Newfoundland, an area rich with the bitter knowledge of overfishing and genocidal land theft, is now exploited for the chief by-product of its past corporate excesses: unemployed human beings. Thousands are flown to the tar sands from Canada’s economically depressed areas, but even they are getting too expensive. Deals are signed to bring in labourers from the Philippines and China. They live in an extremely precarious situation; they have no rights to immigration services, and those who leave their jobs or are fired often end up working illegally.

Stopping tar sands mining now is the only way that a democratic decision can be made about Canada’s future, and it’s the only way that the sustainable policies will have a chance of being implemented.

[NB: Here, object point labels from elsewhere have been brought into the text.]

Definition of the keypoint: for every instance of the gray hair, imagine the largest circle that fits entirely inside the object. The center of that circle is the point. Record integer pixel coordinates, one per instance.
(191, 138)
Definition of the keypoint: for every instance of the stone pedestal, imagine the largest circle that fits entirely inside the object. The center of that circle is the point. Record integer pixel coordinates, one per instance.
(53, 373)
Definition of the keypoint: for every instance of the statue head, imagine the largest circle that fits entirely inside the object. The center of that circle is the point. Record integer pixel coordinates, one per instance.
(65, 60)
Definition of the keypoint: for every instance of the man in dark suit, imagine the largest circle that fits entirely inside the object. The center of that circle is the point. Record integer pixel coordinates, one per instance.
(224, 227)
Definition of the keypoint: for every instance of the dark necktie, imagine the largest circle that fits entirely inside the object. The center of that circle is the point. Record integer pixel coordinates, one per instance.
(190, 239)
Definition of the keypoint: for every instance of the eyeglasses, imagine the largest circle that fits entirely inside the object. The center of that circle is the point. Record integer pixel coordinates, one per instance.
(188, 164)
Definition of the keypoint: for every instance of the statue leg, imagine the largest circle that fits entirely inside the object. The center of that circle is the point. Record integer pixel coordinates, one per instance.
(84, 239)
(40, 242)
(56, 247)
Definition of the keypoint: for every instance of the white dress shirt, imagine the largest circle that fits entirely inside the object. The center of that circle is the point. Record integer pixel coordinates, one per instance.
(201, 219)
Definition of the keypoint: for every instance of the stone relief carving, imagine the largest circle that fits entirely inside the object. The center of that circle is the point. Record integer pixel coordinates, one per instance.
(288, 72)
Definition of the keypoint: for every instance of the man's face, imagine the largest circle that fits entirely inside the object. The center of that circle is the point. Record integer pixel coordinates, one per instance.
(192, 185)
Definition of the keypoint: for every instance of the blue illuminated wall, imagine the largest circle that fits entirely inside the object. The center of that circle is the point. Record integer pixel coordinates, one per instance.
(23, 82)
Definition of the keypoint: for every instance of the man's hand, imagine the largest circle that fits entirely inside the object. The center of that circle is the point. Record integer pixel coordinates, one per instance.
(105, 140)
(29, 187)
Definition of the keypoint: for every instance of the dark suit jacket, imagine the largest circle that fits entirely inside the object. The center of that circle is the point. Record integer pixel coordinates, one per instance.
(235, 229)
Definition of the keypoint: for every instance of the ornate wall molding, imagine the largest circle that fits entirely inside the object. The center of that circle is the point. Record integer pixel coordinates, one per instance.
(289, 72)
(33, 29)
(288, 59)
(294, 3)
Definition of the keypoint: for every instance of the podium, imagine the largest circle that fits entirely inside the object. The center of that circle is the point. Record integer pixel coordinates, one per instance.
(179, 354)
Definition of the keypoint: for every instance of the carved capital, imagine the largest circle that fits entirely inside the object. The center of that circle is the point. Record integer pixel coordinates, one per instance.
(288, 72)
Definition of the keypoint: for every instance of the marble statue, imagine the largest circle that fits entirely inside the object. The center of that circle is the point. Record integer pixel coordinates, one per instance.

To date, groups like the World Wildlife Federation (WWF), Canadian Parks and Wilderness Society (CPAWS), Canadian Boreal Initiative (CBI), the Pembina Institute, Sierra Club and others have waited for public opinion rather than seeking to drive it. For example, it was only after Peter Lougheed, the arch conservative former premier of Alberta, demanded a moratorium on tar sands development that some of those groups echoed it.

Some groups explain that they are being careful not to alienate oil-dependent Albertans. Observers such as Petr Cizek, writing for Canadian Dimension, point to millions in oil money from the Pew Foundation channelled through CBI and Ducks Unlimited, that ends up funding the work of environmental groups as a likely explanation for their collectively conservative response.

The scale of the tar sands is unprecedented. The project will set major, arguably irreversible, global precedents for what effects are acceptable in keeping a dead-end, oil-based economy from facing its own contradictions. The only way to subject these policies to informed democratic decision-making is to put all tar sands development on hold. And the first step to accomplishing such a feat is to say it out loud.